The compact online process gas chromatograph also recognizes analytical changes and has the capability to compensate in many cases for such changes. Consequently the recognition allows one to react to these changes proactively. Technicians can predict failure and therefore schedule maintenance at less critical process situations, during better environmental conditions or technician availability.

The analytical and associated software possibilities will provide increased analyzer availability associated with a higher degree of confidence in the data generated. As demonstrated, initial tests have shown that the ambient influence on the measurement stability and precision is very limited. Presently, ongoing analytical testing is generating further natural-gas-relevant performance data.

Behind the byline

Ulrich Gokeler is an ISA member. He works at Siemens Applied Automation in Houston, Texas, as product manager. Write him at Ulrich.Gokeler@siemens.com

Heating value, technically speaking

The heating value—or calorific value—of a combustible material is the negative of the standard heat of combustion, usually expressed per unit mass of the material.

The standard heat of combustion of a substance is the heat of the reaction of that substance with oxygen to yield specified products, with both reactants and products at 25°C and 1 atmosphere.

The products and assumptions of this reaction are: all carbon in the fuel forms CO2 (gas), all hydrogen forms H2O (liquid), all sulfur forms SO2 (gas), and all nitrogen forms N2 (gas).

Here are some heating values of common fuels.

Heating values

Source: Elementary principles of chemical processes

A matter of surface tension

Gas chromatography is a process for the separation of mixtures. This happens by passing a sample mixture (the analyte) in a stream of solvent (the mobile phase) through some form of material (the stationary phase) that will provide resistance by virtue of chemical interactions—not reactions—between the components of the sample and the material.

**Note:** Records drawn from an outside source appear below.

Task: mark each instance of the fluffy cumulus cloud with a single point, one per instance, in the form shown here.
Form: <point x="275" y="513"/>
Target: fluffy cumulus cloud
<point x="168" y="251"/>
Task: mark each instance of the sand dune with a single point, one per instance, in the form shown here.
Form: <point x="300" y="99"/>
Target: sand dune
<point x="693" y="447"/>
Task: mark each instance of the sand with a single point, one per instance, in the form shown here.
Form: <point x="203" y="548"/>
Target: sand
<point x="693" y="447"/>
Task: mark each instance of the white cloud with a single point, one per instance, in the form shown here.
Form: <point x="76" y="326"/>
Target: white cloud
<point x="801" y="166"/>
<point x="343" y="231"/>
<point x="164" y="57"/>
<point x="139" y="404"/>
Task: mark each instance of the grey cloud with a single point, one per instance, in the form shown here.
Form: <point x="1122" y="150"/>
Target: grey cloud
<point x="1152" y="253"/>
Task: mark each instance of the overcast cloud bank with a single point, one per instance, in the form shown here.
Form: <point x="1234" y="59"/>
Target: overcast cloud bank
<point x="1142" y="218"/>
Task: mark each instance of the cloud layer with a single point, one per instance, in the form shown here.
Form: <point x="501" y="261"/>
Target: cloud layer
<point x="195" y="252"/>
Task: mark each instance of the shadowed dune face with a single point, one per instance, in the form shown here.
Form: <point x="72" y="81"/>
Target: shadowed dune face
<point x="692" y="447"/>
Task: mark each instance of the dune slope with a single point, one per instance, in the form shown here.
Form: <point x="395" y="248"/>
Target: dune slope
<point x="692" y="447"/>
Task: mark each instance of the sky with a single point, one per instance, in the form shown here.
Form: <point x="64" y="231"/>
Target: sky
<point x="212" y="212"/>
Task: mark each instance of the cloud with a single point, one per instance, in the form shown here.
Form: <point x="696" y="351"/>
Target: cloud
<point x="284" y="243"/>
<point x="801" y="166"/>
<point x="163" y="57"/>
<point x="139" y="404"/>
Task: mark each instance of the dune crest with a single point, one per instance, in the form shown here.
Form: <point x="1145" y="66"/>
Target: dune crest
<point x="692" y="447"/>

Chromatography relies on physical interactions between molecules to separate mixtures of substances and their molecules.

Usually, each component has a characteristic separation rate that identifies it and thus the composition of the original mixture.

The International Union of Pure and Applied Chemistry (IUPAC) definition of chromatography is that it is a physical method of separation in which the components to be separated are distributed between two phases, one of which is stationary while the other moves in a definite direction.

It was the Russian botanist Mikhail Tswett who in 1906 first used the term chromatography. He used the technique to separate differently colored plant pigments—which explains why chroma is part of the name. The modern concept of chromatography has nothing to do with color.

Analytical chromatography serves to determine which chemicals are in a mixture and their concentrations.

A simple and illuminating example of chromatography is that performed with paper.

A small spot of a solution containing the sample goes on to a strip of chromatography paper about 1 centimeter from the base. This sample adsorbs onto the paper. This means that the sample will contact the paper and may form interactions with it. Experimenters then dip the paper into a suitable solvent such as ethanol or water and place it in a sealed container.

As the solvent rises through the paper it meets the sample mixture, which starts to travel up the paper with the solvent. Different compounds in the sample mixture travel different distances according to how strongly they interact with the paper.

The final chromatogram can match against other known mixture chromatograms to identify sample mixes.

Two-way paper chromatography involves using two solvents and rotating the paper 90°. This method is useful for separating complex mixtures of similar compounds.